The First Jahrgang Report - 50 Years Anniversary

 

Andrew Holden, co-MC of the 2017 Gala Dinner at the MCG interviews two of the 1968 recipients, Christine Carolan and Michael Little on the evening. Michael provides an insightful account of his time in Germany and his memories of the SAGSE founder, Fritz von Einem Joosten.

I am 66 years old now, but I still think that the most exciting day of my life was the day in 1968 when I received a letter from Fritz von Einem Joosten telling me that I had been awarded a SAGSE scholarship to spend nearly three months in Germany. A few moments after I opened the letter my German teacher turned up with his copy of it, and I knew that this was really going to happen!

The scholarship opened the door to Germany, a country I knew of through my lessons and TV but didn't have any realistic idea about.
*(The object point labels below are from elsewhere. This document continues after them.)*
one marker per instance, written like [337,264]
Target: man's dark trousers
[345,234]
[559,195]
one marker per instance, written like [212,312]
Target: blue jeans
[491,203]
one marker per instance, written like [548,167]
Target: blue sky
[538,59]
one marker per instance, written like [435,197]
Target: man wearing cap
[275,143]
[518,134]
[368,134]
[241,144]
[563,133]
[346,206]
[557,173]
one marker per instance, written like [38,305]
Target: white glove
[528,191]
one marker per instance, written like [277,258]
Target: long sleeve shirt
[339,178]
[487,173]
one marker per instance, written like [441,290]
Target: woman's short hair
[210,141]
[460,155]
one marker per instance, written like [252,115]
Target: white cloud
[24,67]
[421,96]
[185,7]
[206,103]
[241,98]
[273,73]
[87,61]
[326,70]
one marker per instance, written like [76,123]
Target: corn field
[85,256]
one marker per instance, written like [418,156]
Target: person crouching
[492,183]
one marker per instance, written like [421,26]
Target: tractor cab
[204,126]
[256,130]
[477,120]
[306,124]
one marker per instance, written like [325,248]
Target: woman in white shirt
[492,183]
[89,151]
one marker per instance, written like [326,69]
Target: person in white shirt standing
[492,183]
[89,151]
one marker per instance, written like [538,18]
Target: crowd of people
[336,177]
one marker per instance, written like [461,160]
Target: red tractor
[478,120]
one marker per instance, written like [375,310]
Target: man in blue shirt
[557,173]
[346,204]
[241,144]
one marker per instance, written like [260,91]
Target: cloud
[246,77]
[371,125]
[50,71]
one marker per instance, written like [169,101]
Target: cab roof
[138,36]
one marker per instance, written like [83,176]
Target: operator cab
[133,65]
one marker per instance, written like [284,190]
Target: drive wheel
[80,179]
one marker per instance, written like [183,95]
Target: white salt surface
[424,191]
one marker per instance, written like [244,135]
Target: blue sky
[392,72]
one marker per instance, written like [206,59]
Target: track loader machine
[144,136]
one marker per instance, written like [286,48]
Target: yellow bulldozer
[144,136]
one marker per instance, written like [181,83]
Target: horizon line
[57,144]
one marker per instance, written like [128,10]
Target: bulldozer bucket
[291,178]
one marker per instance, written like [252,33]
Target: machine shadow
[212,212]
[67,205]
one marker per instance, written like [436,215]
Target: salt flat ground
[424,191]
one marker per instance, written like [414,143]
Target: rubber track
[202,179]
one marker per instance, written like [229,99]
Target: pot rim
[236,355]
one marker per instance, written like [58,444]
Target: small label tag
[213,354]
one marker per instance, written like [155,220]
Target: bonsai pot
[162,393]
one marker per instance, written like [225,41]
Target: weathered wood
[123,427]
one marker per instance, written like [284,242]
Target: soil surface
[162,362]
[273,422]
Even getting there was an adventure ‚– planes in those days stopped in several places on the way, and we had a couple of days in Bangkok and Rome going to Germany, and in Athens coming home.
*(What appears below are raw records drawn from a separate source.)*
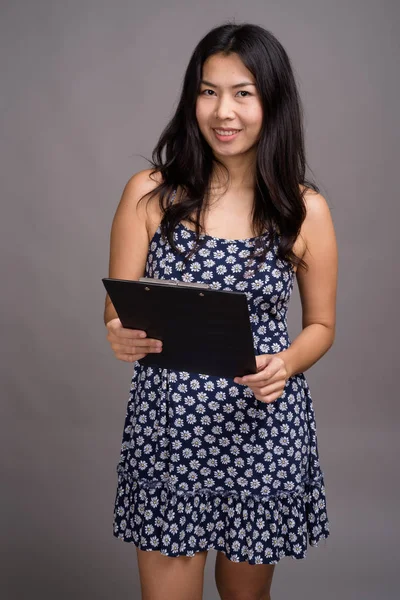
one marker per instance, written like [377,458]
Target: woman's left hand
[269,382]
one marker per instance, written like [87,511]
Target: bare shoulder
[141,183]
[318,222]
[129,239]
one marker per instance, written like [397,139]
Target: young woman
[209,462]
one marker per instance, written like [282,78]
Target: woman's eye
[205,93]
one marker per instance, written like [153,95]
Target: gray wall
[87,86]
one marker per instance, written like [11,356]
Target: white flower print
[203,462]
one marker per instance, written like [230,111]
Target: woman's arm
[317,288]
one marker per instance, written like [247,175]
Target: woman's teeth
[231,132]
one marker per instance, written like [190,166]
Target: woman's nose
[224,108]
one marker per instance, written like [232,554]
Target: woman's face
[228,100]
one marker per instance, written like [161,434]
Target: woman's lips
[228,136]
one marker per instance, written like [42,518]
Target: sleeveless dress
[203,463]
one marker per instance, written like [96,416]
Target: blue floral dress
[203,463]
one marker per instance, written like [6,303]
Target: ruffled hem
[246,527]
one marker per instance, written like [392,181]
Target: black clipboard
[203,330]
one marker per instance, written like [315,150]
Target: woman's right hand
[129,344]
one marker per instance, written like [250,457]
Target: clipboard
[203,330]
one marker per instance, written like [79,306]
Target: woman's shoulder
[144,181]
[317,218]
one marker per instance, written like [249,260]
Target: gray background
[87,86]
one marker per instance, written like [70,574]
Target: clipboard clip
[204,286]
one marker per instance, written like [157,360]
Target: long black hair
[185,160]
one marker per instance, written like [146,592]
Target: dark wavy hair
[185,160]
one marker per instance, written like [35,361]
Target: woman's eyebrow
[242,84]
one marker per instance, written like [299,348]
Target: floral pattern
[203,463]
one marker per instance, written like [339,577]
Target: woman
[208,462]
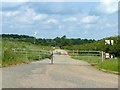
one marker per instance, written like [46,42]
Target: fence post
[26,55]
[52,58]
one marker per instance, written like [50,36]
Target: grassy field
[23,53]
[107,64]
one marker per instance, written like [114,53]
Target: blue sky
[91,20]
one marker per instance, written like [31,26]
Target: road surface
[64,73]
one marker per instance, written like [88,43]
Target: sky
[91,20]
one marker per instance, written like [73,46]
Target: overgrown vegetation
[15,52]
[107,64]
[99,46]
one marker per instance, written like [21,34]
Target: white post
[102,56]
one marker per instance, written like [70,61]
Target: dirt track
[64,73]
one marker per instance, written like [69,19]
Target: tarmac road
[64,73]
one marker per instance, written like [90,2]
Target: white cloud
[108,6]
[71,19]
[23,16]
[54,21]
[89,19]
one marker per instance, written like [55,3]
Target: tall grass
[13,57]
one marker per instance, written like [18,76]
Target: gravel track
[64,73]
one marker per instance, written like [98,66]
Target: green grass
[107,64]
[31,53]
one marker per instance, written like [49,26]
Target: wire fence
[22,55]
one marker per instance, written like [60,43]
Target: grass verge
[107,65]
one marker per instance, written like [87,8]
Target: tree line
[56,42]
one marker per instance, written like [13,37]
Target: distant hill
[56,42]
In Germany I was able to experience so many new things. Snow, for example. Christmas lights outside people's houses, not just inside the way they were in Australia at that time. Different kinds of food, all new and delicious. A school skiing trip to South Tyrol. It was new for me to be treated like an adult at school the way Abitur students in Germany were. I've been to Germany many times since, but the sights and learnings of that first trip are the ones that have stayed with me most strongly.

None of this could have happened for me or any of the hundreds of Australian students whom SAGSE has sent to Germany since without the vision, courage and determination of Fritz von Einem Joosten. He was a businessman who had come to Australia after witnessing and suffering personally from the horrors of World War 2. Fritz had a deep faith in young people and their ability to build a new and peaceful world free of the animosities of the past. Bringing together the young people of his old and new countries was the best way to help ensure that conflicts like World War 2 could not happen again. And so the SAGSE vision was born.

Not everything in that first year worked perfectly. It was a bold experiment to put a bold vision into practice. Fritz and all the people who have worked to fulfil his vision in the years since the founding of SAGSE in 1967 have made sure that the scholarship scheme gets better every year. In my case, the scholarship helped me to be more open to new and different things, more aware of the need for real understanding and friendship between nations, and more interested in Germany, the German language and everything connected with them. I look forward to many more generations of young Australians going to Germany, and young Germans coming here, giving effect to Fritz von Einem Joosten's vison from so many years ago. A vision we still need today.